Question
What is gene therapy? Explain how ADA (adenosine deaminase) deficiency is treated using gene therapy. Why is this treatment not a permanent cure in many cases?
(NCERT Class 12 — directly asked in NEET and CBSE boards)
Solution — Step by Step
Gene therapy is a technique that involves inserting a functional copy of a gene into a patient’s cells to correct a genetic disorder. The idea is simple — if a gene is defective, supply a working copy.
It can be done on somatic cells (affects only the patient, not inherited) or germ cells (heritable — currently not permitted in humans due to ethical concerns).
ADA (adenosine deaminase) is an enzyme needed for the normal functioning of the immune system. Without ADA, toxic metabolites (deoxyadenosine) accumulate and destroy lymphocytes.

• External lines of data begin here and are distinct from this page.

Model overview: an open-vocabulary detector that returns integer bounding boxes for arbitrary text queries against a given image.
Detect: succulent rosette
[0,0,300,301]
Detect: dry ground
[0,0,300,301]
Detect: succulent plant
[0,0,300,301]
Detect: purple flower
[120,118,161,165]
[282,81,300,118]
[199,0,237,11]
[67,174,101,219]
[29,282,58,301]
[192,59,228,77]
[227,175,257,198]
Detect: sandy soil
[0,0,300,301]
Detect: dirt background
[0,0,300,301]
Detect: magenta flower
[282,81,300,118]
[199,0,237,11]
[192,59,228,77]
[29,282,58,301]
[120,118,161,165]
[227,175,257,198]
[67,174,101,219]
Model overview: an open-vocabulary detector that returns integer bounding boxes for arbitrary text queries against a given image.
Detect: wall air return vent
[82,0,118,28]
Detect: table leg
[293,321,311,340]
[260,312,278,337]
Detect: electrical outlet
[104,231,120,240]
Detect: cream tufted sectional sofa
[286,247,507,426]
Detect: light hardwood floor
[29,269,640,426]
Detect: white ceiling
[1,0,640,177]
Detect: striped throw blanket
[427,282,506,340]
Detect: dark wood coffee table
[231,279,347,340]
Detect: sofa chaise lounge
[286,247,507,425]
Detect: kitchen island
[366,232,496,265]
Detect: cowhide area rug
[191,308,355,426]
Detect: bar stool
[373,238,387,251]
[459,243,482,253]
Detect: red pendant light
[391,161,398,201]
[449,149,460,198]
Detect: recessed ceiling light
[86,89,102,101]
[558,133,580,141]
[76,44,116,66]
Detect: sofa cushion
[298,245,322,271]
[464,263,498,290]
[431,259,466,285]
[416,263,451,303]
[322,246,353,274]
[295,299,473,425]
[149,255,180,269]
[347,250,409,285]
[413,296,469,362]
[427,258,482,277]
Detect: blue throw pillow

Children born with ADA deficiency suffer from Severe Combined Immunodeficiency (SCID) — they have virtually no functional immune system and can die from even minor infections.
- Isolate lymphocytes from the patient’s blood
- Clone the functional ADA gene into a retroviral vector
- Infect the patient’s lymphocytes with the recombinant retrovirus in the lab — the virus inserts the functional ADA gene into the lymphocyte DNA
- Grow the genetically modified lymphocytes in culture
- Reinfuse them back into the patient
The corrected lymphocytes now produce ADA and function normally.
The lymphocytes have a limited lifespan. As the corrected lymphocytes die, the patient needs repeated infusions of genetically engineered lymphocytes.
For a permanent cure, the gene would need to be introduced into bone marrow stem cells (which continuously produce new lymphocytes). Early-stage stem cell gene therapy has shown promise, but it carries risks including insertional mutagenesis (the retrovirus might integrate near an oncogene and cause cancer).
An alternative treatment: regular injections of synthetic PEG-ADA (polyethylene glycol-modified ADA enzyme) — this is not gene therapy but enzyme replacement therapy.
Why This Works
Gene therapy for ADA deficiency was the first approved gene therapy trial in humans (1990, Ashanti DeSilva). It worked because the disease is caused by a single gene defect, and the target cells (lymphocytes) can be easily collected, modified, and returned.
Retroviruses are used as vectors because they naturally integrate their DNA into the host genome — exactly what we need for long-term gene expression. The trade-off is the risk of random integration that might disrupt important genes.
Alternative Method — Comparison of Treatments
For NEET, know all three treatment approaches for ADA deficiency:
| Treatment | Type | Permanent? |
|---|---|---|
| Gene therapy (lymphocytes) | Gene correction | No — needs repeated infusions |
| Bone marrow transplant | Cell replacement | Yes — if donor match found |
| PEG-ADA injection | Enzyme replacement | No — lifelong injections needed |
NEET often asks why gene therapy for ADA is not permanent — the answer is that lymphocytes have a finite lifespan and need to be periodically replaced.
Common Mistake
Students often confuse gene therapy with gene editing (CRISPR). In classical gene therapy, a new copy of the gene is added — the defective gene remains in place. In gene editing, the defective gene is corrected in situ. NCERT discusses the classical approach (adding a gene via retroviral vector). Don’t mention CRISPR in NEET answers unless the question specifically asks about it.